DSALG Flashcards
Name the 3 linear data structures
Array, Linked list, Hash table
Name all the hierarchical data strucutres
Binary Tree
Binary Search Tree
AVL Tree
Splay Tree
Heap
2-3 Tree
B Tree
Name the 3 graphical data structure algorithms
Tree traversal(Breadth first and Depth first search)
Shortest Path Trees( Dijkstra’s algorithm)
Spanning Trees(Prim and Kruskals algorithm)

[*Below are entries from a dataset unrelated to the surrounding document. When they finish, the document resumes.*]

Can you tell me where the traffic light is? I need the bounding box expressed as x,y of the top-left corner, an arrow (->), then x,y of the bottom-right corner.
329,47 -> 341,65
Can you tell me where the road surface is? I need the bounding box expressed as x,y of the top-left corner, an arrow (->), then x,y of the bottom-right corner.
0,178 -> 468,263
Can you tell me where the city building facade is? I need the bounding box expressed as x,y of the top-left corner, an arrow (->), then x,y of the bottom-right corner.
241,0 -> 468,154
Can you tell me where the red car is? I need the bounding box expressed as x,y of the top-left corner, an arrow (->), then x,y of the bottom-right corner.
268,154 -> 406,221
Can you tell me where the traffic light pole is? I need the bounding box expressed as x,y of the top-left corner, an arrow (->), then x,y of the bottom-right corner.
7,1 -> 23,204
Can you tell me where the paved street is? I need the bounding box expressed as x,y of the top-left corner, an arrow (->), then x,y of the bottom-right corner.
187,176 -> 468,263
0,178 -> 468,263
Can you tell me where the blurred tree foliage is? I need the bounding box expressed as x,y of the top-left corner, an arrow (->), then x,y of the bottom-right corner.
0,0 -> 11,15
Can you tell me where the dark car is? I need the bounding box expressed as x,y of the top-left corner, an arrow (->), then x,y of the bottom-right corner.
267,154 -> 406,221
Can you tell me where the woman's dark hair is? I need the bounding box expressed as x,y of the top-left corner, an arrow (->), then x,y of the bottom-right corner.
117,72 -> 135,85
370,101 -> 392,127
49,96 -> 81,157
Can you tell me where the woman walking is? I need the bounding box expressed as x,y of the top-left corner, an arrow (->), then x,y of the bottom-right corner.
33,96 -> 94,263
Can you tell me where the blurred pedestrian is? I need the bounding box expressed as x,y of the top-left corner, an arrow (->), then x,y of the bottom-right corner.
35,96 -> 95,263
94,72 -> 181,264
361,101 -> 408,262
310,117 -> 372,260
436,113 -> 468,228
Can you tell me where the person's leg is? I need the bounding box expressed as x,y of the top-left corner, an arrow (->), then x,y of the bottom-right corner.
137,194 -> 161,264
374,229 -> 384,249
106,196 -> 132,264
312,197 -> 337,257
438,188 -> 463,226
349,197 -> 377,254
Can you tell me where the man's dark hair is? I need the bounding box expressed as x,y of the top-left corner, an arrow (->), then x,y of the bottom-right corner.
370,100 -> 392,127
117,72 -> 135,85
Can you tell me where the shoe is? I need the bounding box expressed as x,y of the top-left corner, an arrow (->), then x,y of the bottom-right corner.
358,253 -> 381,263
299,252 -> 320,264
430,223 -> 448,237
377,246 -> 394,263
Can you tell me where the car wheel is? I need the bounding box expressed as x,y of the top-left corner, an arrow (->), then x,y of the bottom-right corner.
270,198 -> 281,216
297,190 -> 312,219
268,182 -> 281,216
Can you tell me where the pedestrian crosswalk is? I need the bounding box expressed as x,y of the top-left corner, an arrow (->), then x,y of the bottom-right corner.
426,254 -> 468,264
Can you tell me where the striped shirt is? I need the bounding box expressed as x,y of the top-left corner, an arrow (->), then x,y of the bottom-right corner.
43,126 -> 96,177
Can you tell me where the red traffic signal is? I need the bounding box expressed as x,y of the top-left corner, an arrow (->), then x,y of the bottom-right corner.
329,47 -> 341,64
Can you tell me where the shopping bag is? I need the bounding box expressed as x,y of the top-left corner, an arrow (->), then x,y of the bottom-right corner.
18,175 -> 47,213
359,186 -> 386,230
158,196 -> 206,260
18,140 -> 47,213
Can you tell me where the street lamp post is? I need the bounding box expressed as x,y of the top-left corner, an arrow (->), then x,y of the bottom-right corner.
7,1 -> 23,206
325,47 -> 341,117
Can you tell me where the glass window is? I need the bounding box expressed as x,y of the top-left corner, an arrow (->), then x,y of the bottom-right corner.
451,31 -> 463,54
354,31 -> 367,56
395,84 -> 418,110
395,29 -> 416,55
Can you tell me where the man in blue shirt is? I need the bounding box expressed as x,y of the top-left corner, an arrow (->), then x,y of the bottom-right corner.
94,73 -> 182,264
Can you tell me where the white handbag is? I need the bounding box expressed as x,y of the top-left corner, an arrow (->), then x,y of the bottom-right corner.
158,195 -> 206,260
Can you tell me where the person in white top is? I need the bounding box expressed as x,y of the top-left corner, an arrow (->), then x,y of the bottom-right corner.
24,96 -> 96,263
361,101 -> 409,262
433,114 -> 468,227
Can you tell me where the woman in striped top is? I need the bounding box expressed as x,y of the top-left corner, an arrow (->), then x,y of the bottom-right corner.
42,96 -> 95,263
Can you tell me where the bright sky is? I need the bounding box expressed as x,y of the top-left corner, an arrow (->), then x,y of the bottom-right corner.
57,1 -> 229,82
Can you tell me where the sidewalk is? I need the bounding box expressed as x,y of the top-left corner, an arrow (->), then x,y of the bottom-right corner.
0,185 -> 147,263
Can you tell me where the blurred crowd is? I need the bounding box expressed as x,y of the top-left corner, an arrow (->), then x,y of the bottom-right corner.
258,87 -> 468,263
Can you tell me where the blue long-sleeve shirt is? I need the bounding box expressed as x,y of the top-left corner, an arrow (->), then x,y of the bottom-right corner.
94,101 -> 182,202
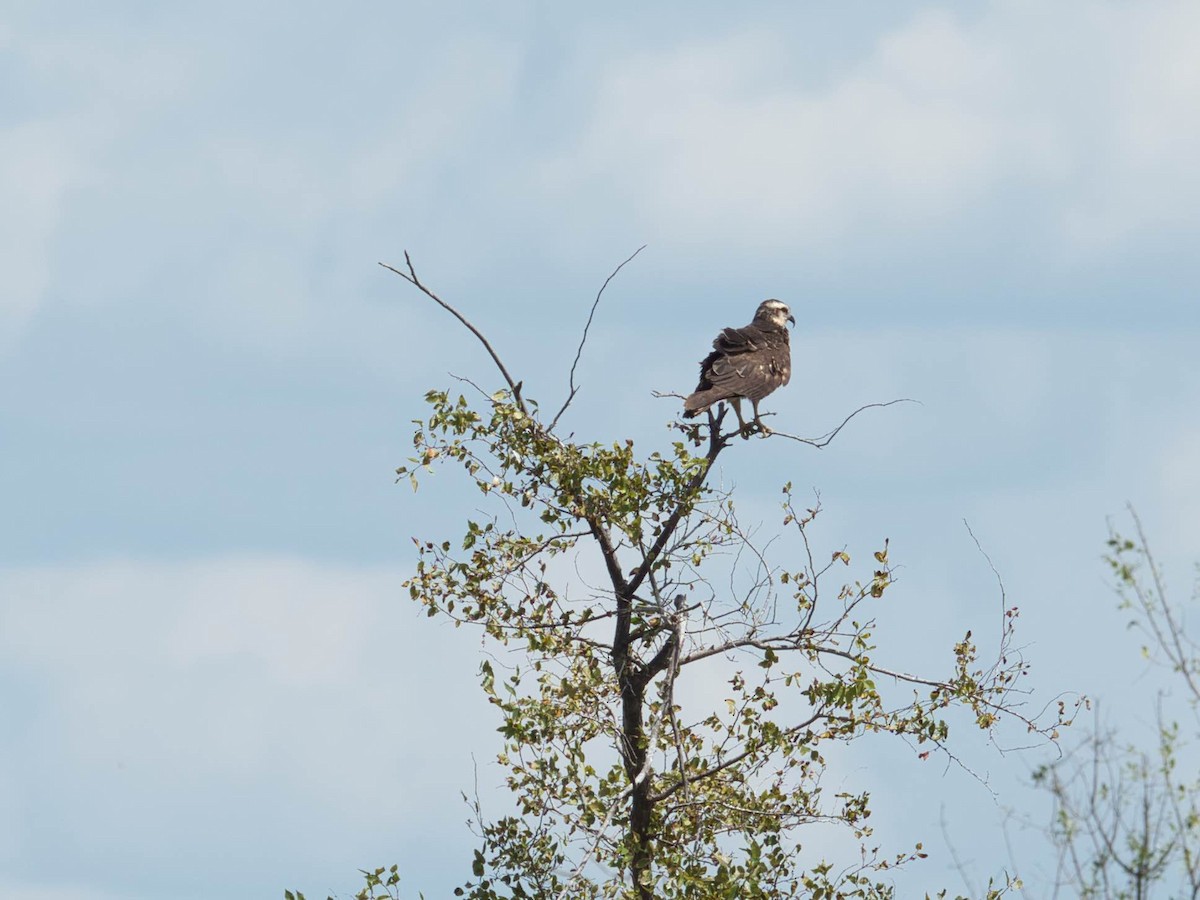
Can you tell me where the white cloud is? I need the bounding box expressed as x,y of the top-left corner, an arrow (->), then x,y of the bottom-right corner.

What are the 2 types of arrays
Sorted and unsorted arrays
What are the special cases of arrays
Stacks ADT, Queue ADT, Priority queue
What are the special cases of linked lists
Double linked list
Circularly linked lists
Skip list
What is a doubly linked list
A linked list in which every node has a forward and a backward link
What is a circularly linked list
A SLL in which the last node contains the
reference to the first node in the SLL
What is a skip list
A probabilistic data structure, based on parallel linked lists, with an improved efficiency
What is a Hash table
A searching tool that uses hashing for the time-space trade off
What are the special cases for a B tree
B * Tree
B+ Tree
How is the heap structure applied
Priority Queue
Huffman coding
What is an algorithm
A set of instructions on how to complete a specific task
What are the different classifications of algorithms?
Brute force
Divide and Conquer
Backtracking
Greedy
What is a backtracking algorithm
Keep trying but when you a reach a point where things don’t work out you go back and try a different possibility
What is a greedy algorithm
An algorithm where a decision is made that is deemed good but no consideration is given to future consequences
What is a data structure
A way to store and organise data in order to facilitate access and modifications
What is a hierarchical data structure
A data structure where each node has a unique predecessor and many successors
What is a linear data structure
A data structure where each node has a unique predecessor and a unique successor
What is a graphical data structure
A data structure where each node has many predecessors and many successors
What is a set structure
No predecessor and no successor
What does ADT stand for
Abstract data type
What is an ADT
A collection of data and associated methods stored as a single module
Can data be accessed directly in an ADT
No data is accessed indirectly through its methods to access and modify
Compare an ADT and a data structure
ADT:
What it can do
Implementation independent
Data structure:
How it does it
Implementation dependent
What is a stack
A collection of objects where only the most recently inserted object (Top) can be removed at anytime works on LIFO(Last in first out) basis.
Name some stack methods
- Push-Add an item to the top of the stack
- Pop-Remove an item from the top of the stack
- Peek-Examine item at the top of the stack
- Empty-Determine if the stack is empty
- Full-Determine if the stack is full
What is a queue
A collection of objects organised such that the object that has been stored in the queue the longest is the next one removed.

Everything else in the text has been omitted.